The SA electricity grid now has the highest level of intermittent generation in the world which has both reduced emissions but posed new reliability challenges. Cost-effective storage is a natural complement to wind and solar, so it makes sense to accelerate its deployment in the SA grid.
It’s still unclear how much of taxpayers money will go into the project, and what share this is of the overall project. There are suggestions that Tesla has offered big discounts to get the tender, as they will benefit both from the lessons learnt and the cachet of building the world’s biggest battery.
But batteries are still at the developmental stage in grid scale applications. A 100MW battery is still small in the scale of the 3200MW South Australian market demand. It’s unlikely to bring down power bills or significantly improve system security. It’s a start, not the full solution.
The Tesla battery will be paired with Neoen’s Hornsdale Wind Farm in the mid-north, as this will help it avoid the necessary safety and performance approvals needed when large electricity infrastructure is connected to the grid. This is critical to Tesla honouring its “100 day” challenge.

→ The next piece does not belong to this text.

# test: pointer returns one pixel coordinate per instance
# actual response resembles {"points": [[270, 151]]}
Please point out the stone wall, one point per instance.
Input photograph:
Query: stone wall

To have 100MW of new instantaneous power (with a discharge of around an hour) will be useful to help keep the lights on in some potential blackout situations (assuming the battery is charged and ready at the time).
But it is still relatively small and would almost certainly be overwhelmed in more extreme situations, like the system black last September, or long and protracted heat waves.
This first foray into large scale storage is probably most valuable for what we learn from it. Specifically, how does the battery operate in real time to maximise its revenues that will come from both providing technical grid services and taking advantage of higher wholesale prices? A successful commercial trial may incentivise other storage technologies to enter the market sooner.
In this regard it may have been preferable for the South Australian Government to spread the trial across three or four different smaller storage projects. This would have allowed the market to compare different technologies and how they operate.
Depending on its configuration, the Tesla battery’s operation may not be visible to other market participants. There is a risk its commercial performance will also not be visible and most of the important learning will be done by Tesla, not the market.
There are also potentially valuable lessons about how different applications of storage work. How does a storage device attached to a wind farm operate differently to a solar linked battery, or a stand-alone battery? How do longer discharge technologies like pumped storage compare to chemical batteries? What is the optimal capacity and discharge duration? Is an hour enough? These are valuable comparative questions that we will not find many answers to with a single 100MW Tesla battery located alongside the Hornsdale wind farm.
South Australia finds itself unwittingly at the leading edge of renewables integration. It is both a challenge and an opportunity.
If South Australia wants to really position itself as a smart adapter of new technologies, it needs to be smart in the way it charts the unknown waters it finds itself in now.